Suddenly, these estranged sisters who have nothing in common are living together. Because sisterly obligations are kind of important when one of you is dying.
Content Warnings: eating disorder, cancer, racism
Thank you to the publisher, Simon & Schuster Books for Young Readers/Canada, and NetGalley for providing me with an e-ARC of this book. All thoughts are my own.
Having moved to New York for fashion school, Jayne can’t help but feel like her life isn’t going the way it’s supposed to. She’s got a shitty on-again/off-again boyfriend, no real friends, a horrible apartment that doesn’t even heat properly, and an eating disorder that’s getting harder and harder to deny. She can’t help feeling resentful of her sister, June, who’s successful and rich and her parents favorite.
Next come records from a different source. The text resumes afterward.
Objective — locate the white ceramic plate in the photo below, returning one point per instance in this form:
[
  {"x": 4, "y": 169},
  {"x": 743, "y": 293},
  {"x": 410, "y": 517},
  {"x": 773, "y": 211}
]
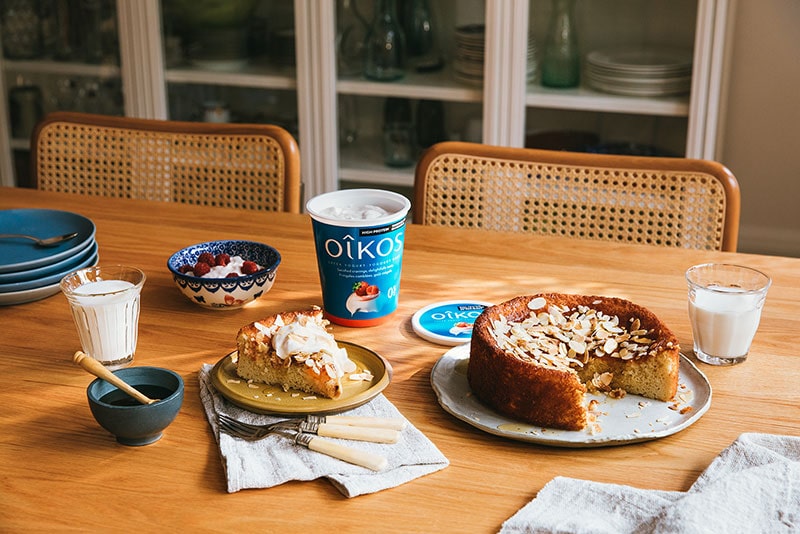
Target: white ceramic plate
[{"x": 621, "y": 421}]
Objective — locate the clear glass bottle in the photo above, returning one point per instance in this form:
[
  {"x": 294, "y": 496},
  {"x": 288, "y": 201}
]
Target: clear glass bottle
[
  {"x": 420, "y": 33},
  {"x": 561, "y": 62},
  {"x": 385, "y": 44},
  {"x": 351, "y": 34}
]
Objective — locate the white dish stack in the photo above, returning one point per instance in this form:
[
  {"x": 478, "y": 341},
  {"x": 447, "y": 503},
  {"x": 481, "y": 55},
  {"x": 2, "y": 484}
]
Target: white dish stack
[{"x": 645, "y": 71}]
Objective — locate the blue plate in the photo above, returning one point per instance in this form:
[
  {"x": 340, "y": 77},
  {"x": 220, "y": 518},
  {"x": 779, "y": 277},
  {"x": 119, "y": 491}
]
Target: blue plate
[
  {"x": 79, "y": 261},
  {"x": 36, "y": 293},
  {"x": 24, "y": 254},
  {"x": 45, "y": 270}
]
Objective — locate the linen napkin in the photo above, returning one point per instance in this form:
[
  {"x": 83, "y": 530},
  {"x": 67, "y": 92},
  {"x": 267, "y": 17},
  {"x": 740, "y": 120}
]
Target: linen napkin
[
  {"x": 276, "y": 459},
  {"x": 752, "y": 486}
]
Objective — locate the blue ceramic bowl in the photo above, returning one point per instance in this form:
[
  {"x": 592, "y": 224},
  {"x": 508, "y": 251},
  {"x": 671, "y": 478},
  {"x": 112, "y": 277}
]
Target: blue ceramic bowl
[
  {"x": 131, "y": 422},
  {"x": 226, "y": 293}
]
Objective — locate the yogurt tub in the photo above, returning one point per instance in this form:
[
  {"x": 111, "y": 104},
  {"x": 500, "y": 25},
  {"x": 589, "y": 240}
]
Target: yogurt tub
[{"x": 359, "y": 237}]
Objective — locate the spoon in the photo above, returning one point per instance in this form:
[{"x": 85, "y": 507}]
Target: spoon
[
  {"x": 98, "y": 369},
  {"x": 46, "y": 242}
]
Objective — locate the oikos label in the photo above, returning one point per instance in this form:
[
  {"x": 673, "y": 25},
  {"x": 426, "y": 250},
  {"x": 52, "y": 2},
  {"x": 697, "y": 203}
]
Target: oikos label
[
  {"x": 359, "y": 237},
  {"x": 359, "y": 271}
]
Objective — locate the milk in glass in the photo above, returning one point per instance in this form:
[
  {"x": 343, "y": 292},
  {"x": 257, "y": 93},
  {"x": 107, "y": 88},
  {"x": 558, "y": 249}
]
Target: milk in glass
[
  {"x": 105, "y": 307},
  {"x": 724, "y": 321},
  {"x": 725, "y": 303}
]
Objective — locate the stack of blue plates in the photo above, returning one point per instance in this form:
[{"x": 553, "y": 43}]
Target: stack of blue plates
[{"x": 29, "y": 272}]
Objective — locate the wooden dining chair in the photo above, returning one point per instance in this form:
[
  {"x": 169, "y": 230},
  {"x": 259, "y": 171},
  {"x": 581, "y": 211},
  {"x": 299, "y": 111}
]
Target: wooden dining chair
[
  {"x": 248, "y": 166},
  {"x": 669, "y": 202}
]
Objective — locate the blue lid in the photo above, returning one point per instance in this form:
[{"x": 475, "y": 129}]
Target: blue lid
[{"x": 447, "y": 323}]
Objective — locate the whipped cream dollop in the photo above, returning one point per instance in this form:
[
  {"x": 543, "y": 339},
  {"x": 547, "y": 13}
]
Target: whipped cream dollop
[
  {"x": 233, "y": 266},
  {"x": 355, "y": 213},
  {"x": 308, "y": 336}
]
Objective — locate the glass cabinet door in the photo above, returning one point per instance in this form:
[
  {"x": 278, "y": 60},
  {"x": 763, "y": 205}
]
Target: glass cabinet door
[
  {"x": 633, "y": 93},
  {"x": 231, "y": 61},
  {"x": 384, "y": 125},
  {"x": 56, "y": 55}
]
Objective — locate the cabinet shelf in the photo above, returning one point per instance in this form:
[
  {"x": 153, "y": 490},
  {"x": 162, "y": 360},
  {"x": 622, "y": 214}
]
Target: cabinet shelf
[
  {"x": 62, "y": 68},
  {"x": 435, "y": 86},
  {"x": 264, "y": 77},
  {"x": 585, "y": 99}
]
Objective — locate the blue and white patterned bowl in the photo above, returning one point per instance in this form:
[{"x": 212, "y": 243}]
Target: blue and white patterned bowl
[{"x": 226, "y": 293}]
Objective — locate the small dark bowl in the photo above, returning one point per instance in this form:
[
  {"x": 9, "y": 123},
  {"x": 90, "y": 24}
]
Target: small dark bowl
[
  {"x": 131, "y": 422},
  {"x": 226, "y": 293}
]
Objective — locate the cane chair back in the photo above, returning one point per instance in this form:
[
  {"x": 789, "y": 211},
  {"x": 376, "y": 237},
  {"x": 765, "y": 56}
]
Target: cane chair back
[
  {"x": 248, "y": 166},
  {"x": 669, "y": 202}
]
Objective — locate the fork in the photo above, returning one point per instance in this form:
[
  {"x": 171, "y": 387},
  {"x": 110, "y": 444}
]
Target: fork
[
  {"x": 317, "y": 426},
  {"x": 42, "y": 242},
  {"x": 367, "y": 459}
]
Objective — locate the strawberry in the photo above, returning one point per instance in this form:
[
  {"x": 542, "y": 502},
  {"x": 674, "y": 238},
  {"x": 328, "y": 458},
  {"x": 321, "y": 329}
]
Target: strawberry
[
  {"x": 360, "y": 288},
  {"x": 249, "y": 267},
  {"x": 206, "y": 257},
  {"x": 201, "y": 268}
]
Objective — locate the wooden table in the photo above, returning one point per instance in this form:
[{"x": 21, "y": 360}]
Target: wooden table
[{"x": 60, "y": 470}]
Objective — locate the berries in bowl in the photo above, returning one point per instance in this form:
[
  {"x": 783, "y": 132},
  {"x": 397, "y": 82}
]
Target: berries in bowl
[{"x": 226, "y": 274}]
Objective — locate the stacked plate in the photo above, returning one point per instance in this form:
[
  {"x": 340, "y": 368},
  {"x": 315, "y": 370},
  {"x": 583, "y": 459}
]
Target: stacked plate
[
  {"x": 469, "y": 55},
  {"x": 645, "y": 71},
  {"x": 30, "y": 272},
  {"x": 468, "y": 60}
]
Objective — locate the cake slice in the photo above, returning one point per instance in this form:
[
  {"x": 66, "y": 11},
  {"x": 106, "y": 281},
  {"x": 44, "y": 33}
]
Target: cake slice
[{"x": 293, "y": 350}]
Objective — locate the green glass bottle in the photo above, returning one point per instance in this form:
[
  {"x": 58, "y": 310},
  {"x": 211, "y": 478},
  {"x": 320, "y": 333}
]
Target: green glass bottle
[
  {"x": 385, "y": 44},
  {"x": 561, "y": 63}
]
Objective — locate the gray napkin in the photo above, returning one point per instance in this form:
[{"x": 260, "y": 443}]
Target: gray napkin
[
  {"x": 752, "y": 486},
  {"x": 276, "y": 459}
]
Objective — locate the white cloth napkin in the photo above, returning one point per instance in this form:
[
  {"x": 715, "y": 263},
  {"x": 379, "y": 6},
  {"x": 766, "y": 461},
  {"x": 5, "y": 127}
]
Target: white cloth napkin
[
  {"x": 752, "y": 486},
  {"x": 276, "y": 459}
]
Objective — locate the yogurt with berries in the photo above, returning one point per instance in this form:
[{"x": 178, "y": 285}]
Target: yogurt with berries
[
  {"x": 220, "y": 266},
  {"x": 236, "y": 266}
]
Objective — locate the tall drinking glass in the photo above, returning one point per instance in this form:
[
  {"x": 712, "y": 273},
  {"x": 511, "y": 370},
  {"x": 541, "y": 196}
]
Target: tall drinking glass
[
  {"x": 105, "y": 306},
  {"x": 725, "y": 303}
]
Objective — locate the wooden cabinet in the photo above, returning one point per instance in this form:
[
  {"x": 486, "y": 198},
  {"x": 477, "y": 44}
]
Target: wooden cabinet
[{"x": 316, "y": 103}]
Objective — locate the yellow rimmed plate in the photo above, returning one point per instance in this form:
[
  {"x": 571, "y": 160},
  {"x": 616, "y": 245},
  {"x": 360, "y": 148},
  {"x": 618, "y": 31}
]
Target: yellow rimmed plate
[{"x": 273, "y": 400}]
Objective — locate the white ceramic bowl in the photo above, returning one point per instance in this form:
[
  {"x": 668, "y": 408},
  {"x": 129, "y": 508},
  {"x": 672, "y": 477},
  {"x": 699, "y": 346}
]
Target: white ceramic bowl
[{"x": 226, "y": 293}]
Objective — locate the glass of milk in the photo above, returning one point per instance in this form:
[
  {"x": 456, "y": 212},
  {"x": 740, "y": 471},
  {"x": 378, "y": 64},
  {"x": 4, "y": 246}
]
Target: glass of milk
[
  {"x": 105, "y": 306},
  {"x": 725, "y": 303},
  {"x": 359, "y": 236}
]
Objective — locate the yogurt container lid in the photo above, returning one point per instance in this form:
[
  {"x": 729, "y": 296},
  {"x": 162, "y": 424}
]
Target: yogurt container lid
[{"x": 449, "y": 322}]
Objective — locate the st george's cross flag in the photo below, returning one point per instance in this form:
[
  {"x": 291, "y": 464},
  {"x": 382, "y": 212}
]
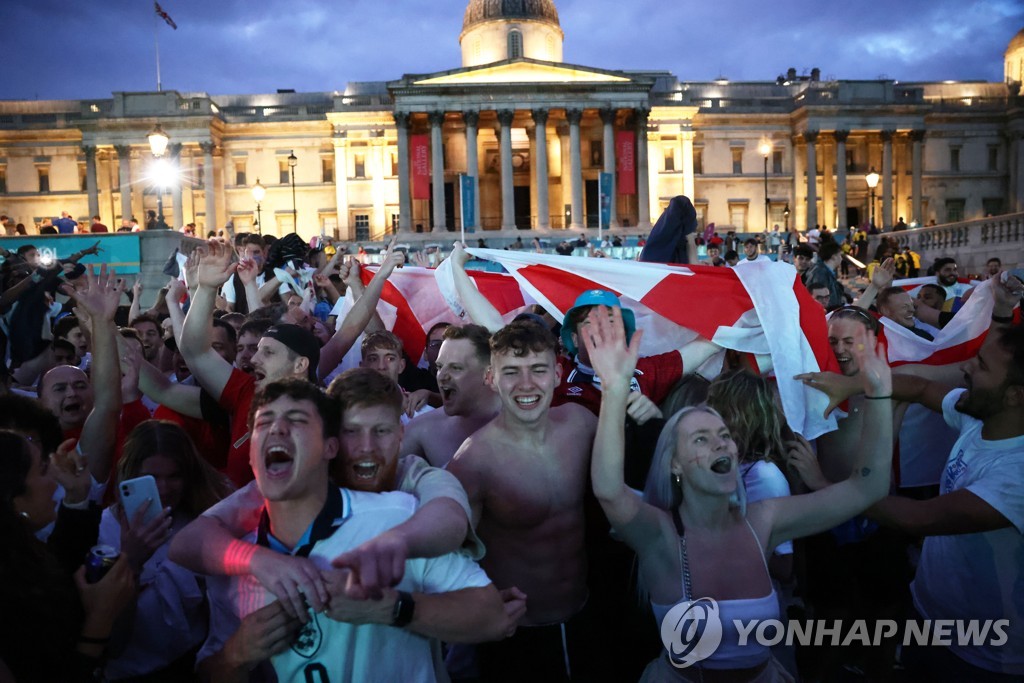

That is, until she finds out June has been diagnosed with uterine cancer.
Unable to take her apartment anymore, and spurred on by her concern for her sister, Jayne moves in with June. Now Jayne finds herself spending much more time with a sister that she barely used to talk to, despite the fact they’ve been living in the same city for years. And a cancer diagnosis isn’t the only secret June’s been keeping, while Jayne herself has a few locked away. But living together brings them closer, and uncovers more than either of them may be ready to face.
This book immediately reeled me in, and enthralled me until the very end. It’s one of the most raw, vulnerable and honest books I have ever read, and it stuck with me long after I finished it. This is by no means an “easy” book. It’s hard. The story is told from Jayne’s perspective, and Jayne has a lot going on, and not all of it healthy or positive. In fact, she spends a lot of time wallowing in the unhealthy. She’s insecure, petty, unwilling to open up to anyone, and terrible at communicating.
Choi has this incredible ability to write such rich, full characters; characters who are messy, imperfect, and flawed. Neither Jayne nor June – nor their parents, nor the estranged-childhood-friend-turned-love-interest, Patrick – feel like one dimensional caricatures. They feel real. Like real people that live, eat, breath just like you and me.
Jayne and June’s relationship feels so authentic, it’s almost hard to believe it’s fabricated. They grew up together, survived their parents and their town and their childhoods together. No one else can hurt them the way that they do, but no one else understands them either. Like any real sibling relationship, there is conflict, but there is also support.
Outside of the sibling dynamic, Jayne’s journey towards self-respect is hardly bare; there’s a lot to unpack. Choi doesn’t reduce her lead down to any one commodity; she’s truly human, in all the complexity that affords. She’s not only dealing with her body dysmorphia (which is reinforced by Western beauty standards), how her life in New York isn’t working out exactly how she planned, or navigating her fraught relationship with her sister. Deeply embedded within this story is the experience of being Korean American and the child of immigrants.
Overall, this story is an incredibly raw, incredibly moving, character-driven tale about two sisters trying to find their place in the world. While it’s categorized as YA, I wouldn’t recommend this novel to young audiences. But for older teens and young adults, this is a title you most certainly won’t want to miss.